Generating a demo folder at `./datatracer_demo`


This dataset consists of two tables, `users` and `posts`, which look something like this:

In [3]:
tables["users"].head()

Unnamed: 0,id,age,birthyear,height,nb_posts
0,0,42,1978,154,8
1,1,90,1930,188,6
2,2,47,1973,190,1
3,3,83,1937,161,3
4,4,88,1932,164,5


In [4]:
tables["posts"].head()

Unnamed: 0,id,uid,text
0,0,0,ca057d76-a744-11ea-a275-149d997bb0cb
1,1,0,ca057f7e-a744-11ea-a275-149d997bb0cb
2,2,0,ca057fba-a744-11ea-a275-149d997bb0cb
3,3,0,ca057fe2-a744-11ea-a275-149d997bb0cb
4,4,0,ca05800a-a744-11ea-a275-149d997bb0cb


Just by looking at the first few rows of these two tables, we can guess at some of the relationships that may be present in the data. For example, one could imagine that there should be a strong relationship between age and birthyear. Furthermore, the posts table is likely related to the users table through a foreign key relationship, likely through the `uid` (i.e. user id) column.

All of these relationships are pure supposition based on our own intuition at this point; however, we can discover and verify them using the tools provided by the **DataTracer** library.

## DataTracer
The **DataTracer** library is powered by the [MLBlocks](https://hdi-project.github.io/MLBlocks/index.html) framework.

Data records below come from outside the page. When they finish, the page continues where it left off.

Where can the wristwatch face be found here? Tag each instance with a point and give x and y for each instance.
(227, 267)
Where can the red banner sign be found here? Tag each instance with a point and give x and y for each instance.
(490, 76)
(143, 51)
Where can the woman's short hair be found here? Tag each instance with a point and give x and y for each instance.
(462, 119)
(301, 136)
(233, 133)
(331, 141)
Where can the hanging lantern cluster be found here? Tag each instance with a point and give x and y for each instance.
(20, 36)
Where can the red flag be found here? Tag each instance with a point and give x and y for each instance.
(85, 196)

Various data lineage tracing tools - from primary key discovery to column mapping discovery - are implemented as primitives which can be chained together to form pipelines. In this section, we apply a few of these pre-defined pipelines to the above dataset.

### Primary Key Tracer
Suppose you want to identify the primary key. This can be accomplished using the primary key discovery pipeline.

In [5]:
solver = DataTracer.load('datatracer.primary_key.basic')
solver.solve(tables)

{'users': ['id'], 'posts': ['id', 'uid']}

This indicates that `id` is the primary key column for both tables.

### Foreign Key Tracer
Now, suppose you want to understand the relationship between the two tables. This corresponds to the foreign key discovery pipeline.

In [6]:
solver = DataTracer.load('datatracer.foreign_key.standard')
solver.solve(tables)

[{'table': 'posts', 'field': 'uid', 'ref_table': 'users', 'ref_field': 'id'}]

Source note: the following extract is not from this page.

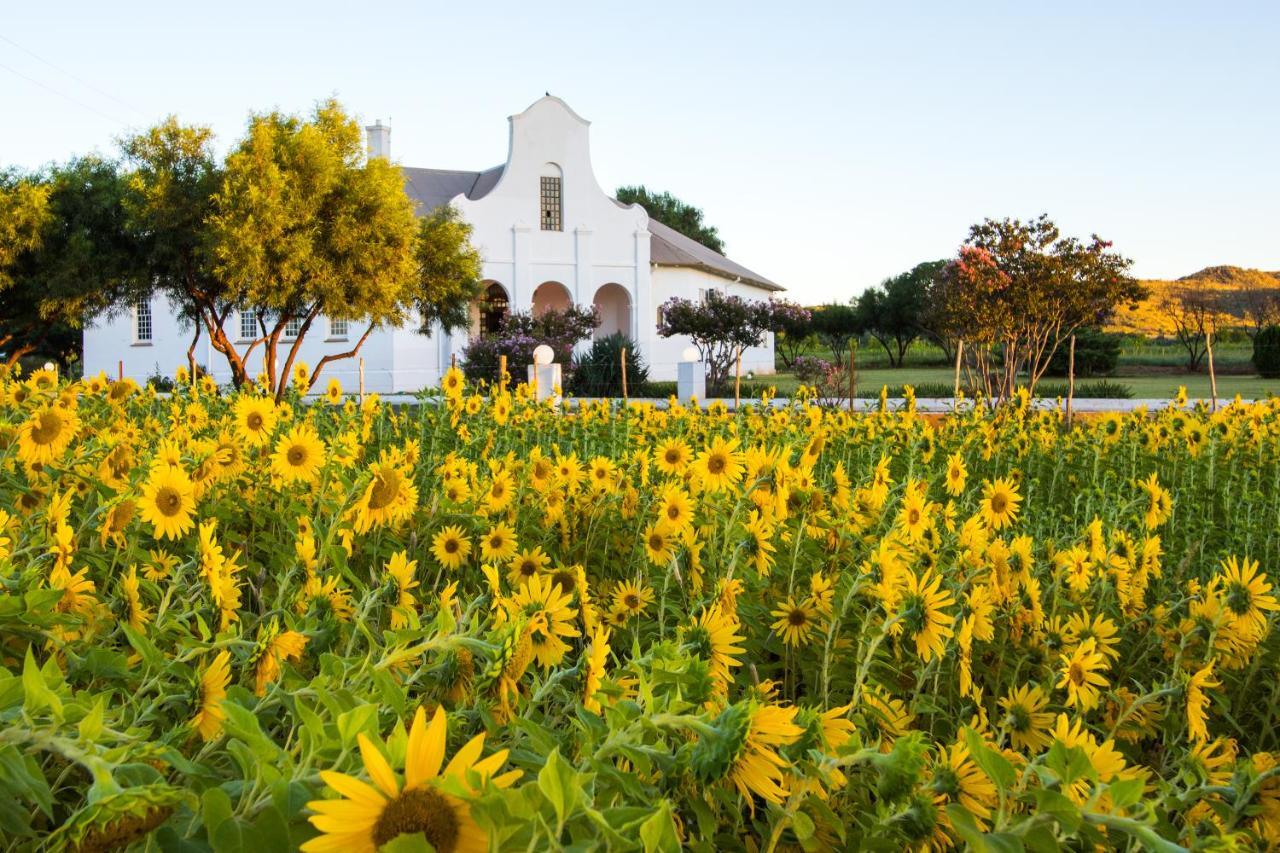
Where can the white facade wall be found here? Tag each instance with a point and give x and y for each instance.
(600, 245)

This returned a single foreign key which indicates that `posts.uid` is related to `users.id`, confirming our earlier hypothesis.

### Column Map Tracer
#### User Age
Next, suppose you want to understand the lineage of the "age" field. Earlier, we hypothesized that the "age" and "birthyear" fields may be related. We can apply the "column mapping" discovery pipeline to trace the lineage of the "age" field and verify this.

In [7]:
solver = DataTracer.load('datatracer.column_map.basic')
solver.solve(tables, target_table="users", target_field="age")

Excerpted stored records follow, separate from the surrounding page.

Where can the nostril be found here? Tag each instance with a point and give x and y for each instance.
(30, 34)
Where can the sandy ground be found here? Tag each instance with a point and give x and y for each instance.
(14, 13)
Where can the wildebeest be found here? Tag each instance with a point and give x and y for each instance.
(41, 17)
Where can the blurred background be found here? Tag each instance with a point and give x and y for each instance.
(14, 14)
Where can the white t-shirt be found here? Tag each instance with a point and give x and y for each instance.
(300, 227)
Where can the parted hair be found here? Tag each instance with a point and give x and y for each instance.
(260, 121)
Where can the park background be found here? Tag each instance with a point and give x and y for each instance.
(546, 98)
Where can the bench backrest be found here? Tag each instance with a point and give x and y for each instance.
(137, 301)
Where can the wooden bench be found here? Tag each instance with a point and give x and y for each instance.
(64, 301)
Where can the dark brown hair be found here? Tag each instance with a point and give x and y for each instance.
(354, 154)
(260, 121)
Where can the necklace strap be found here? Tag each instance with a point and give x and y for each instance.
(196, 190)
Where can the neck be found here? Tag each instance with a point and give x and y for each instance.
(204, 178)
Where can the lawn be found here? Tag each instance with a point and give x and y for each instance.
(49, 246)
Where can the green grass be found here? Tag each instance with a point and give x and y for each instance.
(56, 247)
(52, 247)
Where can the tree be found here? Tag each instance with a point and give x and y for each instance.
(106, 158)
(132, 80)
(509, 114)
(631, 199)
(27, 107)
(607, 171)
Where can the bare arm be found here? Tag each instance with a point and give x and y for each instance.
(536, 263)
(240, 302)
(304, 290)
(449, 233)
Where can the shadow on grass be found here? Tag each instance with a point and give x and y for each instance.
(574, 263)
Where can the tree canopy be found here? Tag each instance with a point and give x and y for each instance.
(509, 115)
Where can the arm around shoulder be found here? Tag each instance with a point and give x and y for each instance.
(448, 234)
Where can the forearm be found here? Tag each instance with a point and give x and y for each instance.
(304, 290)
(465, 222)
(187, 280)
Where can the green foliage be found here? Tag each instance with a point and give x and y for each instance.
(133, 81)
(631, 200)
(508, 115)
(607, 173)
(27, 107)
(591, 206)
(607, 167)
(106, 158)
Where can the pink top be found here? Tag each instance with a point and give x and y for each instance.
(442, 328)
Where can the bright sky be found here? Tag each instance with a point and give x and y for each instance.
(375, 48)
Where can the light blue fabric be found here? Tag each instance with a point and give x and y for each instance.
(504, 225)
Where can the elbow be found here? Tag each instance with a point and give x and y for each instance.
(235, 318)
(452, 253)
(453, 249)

{('users', 'birthyear'): 0.9999985726528566}

This confirms our hypothesis that `user.birthyear` is strongly related to `users.age` since the column mapping discovery primitive assigned a high score to it.

#### Number of Posts
Finally, suppose you want to understand the lineage of the "nb_posts" field - based on the name, we may hypothesize that it indicates the number of posts associated with each user.

In [8]:
solver = DataTracer.load('datatracer.column_map.basic')
solver.solve(tables, target_table="users", target_field="nb_posts")

{('posts', 'uid'): 1.0}

This isn't as clear cut as the previous example but we can see that `posts.uid` is assigned a relatively high score; his suggests that `users.nb_posts` is related to the `uid` field in the `posts` table. Logically, this makes sense since the `uid` field in the `posts` table is how we figure out which post belongs to which user.